Nothing much stopped me when I was a kid. Yes, I suffered digestive distress a time or two after ill-advised swims, but I also believe that rolling through life unchallenged by minor environmental hazards is courting a certain amount of trouble anyway. Besides, there was too much fun to be had, and I’m not certain I’d have sacrificed any of it to excessive caution.
My own kids are lucky enough to have grown up in a house with a nice, well-maintained pool, and I’m looking forward someday to introducing my granddaughter to the joys of competence in and around water. But the skill that came to me in a public pool at the insistence of my swimming parents, it seems, is now something of a privilege: Almost every day, I read stories about lack of access to swimming lessons, about pools falling into disrepair, about pools in good shape being threatened by budget cuts – basically a crisis of access to one of life’s most fundamental and valuable skills.

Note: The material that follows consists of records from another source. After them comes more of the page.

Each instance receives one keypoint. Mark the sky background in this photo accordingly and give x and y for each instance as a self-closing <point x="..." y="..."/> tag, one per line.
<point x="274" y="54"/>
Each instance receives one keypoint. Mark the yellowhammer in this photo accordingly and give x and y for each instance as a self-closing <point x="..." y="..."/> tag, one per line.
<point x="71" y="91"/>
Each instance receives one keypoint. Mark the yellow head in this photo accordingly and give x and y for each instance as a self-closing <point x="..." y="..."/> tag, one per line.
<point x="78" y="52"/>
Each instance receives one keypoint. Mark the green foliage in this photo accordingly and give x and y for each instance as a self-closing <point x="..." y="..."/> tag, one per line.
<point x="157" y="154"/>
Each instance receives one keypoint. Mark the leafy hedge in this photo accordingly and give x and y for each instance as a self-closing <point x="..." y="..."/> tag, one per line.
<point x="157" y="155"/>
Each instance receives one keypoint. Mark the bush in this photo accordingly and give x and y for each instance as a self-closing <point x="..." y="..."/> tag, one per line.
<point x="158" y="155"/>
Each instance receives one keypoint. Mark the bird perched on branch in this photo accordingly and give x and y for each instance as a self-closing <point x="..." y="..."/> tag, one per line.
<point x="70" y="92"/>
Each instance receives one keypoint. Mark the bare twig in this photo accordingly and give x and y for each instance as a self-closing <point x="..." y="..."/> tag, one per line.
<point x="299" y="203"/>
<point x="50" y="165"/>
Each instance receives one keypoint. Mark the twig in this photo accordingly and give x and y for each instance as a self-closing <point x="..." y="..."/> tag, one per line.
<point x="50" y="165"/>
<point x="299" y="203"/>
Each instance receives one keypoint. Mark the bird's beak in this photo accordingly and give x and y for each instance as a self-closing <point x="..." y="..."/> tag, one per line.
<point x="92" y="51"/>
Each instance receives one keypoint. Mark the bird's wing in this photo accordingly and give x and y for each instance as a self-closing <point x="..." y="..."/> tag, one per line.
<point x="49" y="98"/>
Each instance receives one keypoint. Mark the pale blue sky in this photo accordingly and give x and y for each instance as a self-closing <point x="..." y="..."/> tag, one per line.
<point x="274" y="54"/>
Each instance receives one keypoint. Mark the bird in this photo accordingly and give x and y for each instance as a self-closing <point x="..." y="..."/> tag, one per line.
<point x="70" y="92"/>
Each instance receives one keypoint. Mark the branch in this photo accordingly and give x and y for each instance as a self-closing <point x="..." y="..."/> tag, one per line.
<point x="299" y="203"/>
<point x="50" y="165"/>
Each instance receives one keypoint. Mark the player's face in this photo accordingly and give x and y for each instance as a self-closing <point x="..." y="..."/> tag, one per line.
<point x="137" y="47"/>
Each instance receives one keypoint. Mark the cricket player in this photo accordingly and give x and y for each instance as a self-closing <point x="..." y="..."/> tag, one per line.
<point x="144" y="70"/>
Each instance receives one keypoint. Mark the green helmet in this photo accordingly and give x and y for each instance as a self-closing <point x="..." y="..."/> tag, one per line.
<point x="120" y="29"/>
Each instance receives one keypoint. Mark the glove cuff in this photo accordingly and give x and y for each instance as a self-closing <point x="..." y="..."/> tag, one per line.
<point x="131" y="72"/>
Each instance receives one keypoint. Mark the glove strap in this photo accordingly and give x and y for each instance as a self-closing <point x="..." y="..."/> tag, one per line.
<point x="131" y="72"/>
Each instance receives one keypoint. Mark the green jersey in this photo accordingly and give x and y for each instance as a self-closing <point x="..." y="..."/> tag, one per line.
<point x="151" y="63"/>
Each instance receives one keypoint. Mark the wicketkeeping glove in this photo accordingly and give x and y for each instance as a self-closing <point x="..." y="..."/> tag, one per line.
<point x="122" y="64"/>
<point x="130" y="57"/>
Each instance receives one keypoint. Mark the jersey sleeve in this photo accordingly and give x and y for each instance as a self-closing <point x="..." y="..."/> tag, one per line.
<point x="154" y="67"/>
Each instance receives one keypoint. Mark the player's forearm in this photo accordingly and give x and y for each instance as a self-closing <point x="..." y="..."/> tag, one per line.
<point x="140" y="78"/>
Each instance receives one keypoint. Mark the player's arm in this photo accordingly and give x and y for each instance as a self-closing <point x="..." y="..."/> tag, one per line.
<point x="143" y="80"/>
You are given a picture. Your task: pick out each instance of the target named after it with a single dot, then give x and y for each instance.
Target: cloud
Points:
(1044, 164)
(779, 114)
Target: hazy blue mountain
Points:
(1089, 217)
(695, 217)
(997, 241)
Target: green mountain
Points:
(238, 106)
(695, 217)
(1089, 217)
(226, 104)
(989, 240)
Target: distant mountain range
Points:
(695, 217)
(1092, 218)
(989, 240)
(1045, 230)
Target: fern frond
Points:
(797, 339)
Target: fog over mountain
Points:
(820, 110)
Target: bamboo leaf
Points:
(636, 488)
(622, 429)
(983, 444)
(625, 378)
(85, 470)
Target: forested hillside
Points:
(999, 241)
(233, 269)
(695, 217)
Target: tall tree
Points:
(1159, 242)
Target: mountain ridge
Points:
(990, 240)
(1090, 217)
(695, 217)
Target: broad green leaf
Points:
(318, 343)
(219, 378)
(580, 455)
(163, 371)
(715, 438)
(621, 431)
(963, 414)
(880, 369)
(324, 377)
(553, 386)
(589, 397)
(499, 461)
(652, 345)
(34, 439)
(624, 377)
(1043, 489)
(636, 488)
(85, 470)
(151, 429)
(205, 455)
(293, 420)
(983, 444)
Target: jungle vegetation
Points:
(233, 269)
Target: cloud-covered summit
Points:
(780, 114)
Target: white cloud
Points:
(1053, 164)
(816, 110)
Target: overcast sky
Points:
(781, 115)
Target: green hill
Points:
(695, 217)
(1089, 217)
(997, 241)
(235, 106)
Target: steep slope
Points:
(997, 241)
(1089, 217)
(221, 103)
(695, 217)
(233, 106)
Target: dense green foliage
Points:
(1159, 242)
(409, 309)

As with so many other challenges facing us, this is one we need to figure out on a societal level, because competence in water is just too valuable a human skill. Without it, encounters with water are far likelier to become accidents instead of memorable experiences.
For starters, we need to figure out ways to make swimming education a routine part of the school curriculum the way it was through my early years. We also need – and I promise my sermon is nearly done – to figure out ways to put more public pools in the ground at lower cost and with greater accessibility than has been the case in recent years.
I know that many people buy pools and other watershapes for visual drama rather than as recreational outlets, but in a world in which fewer and fewer are able to swim, I can only imagine that it will become increasingly difficult to persuade people that water, in any form, is an important, safe, valuable, daily feature of their public and private lives.
We need a new boom in watershaping, and it won’t be strictly for the benefit of watershapers: It’ll be good for everyone.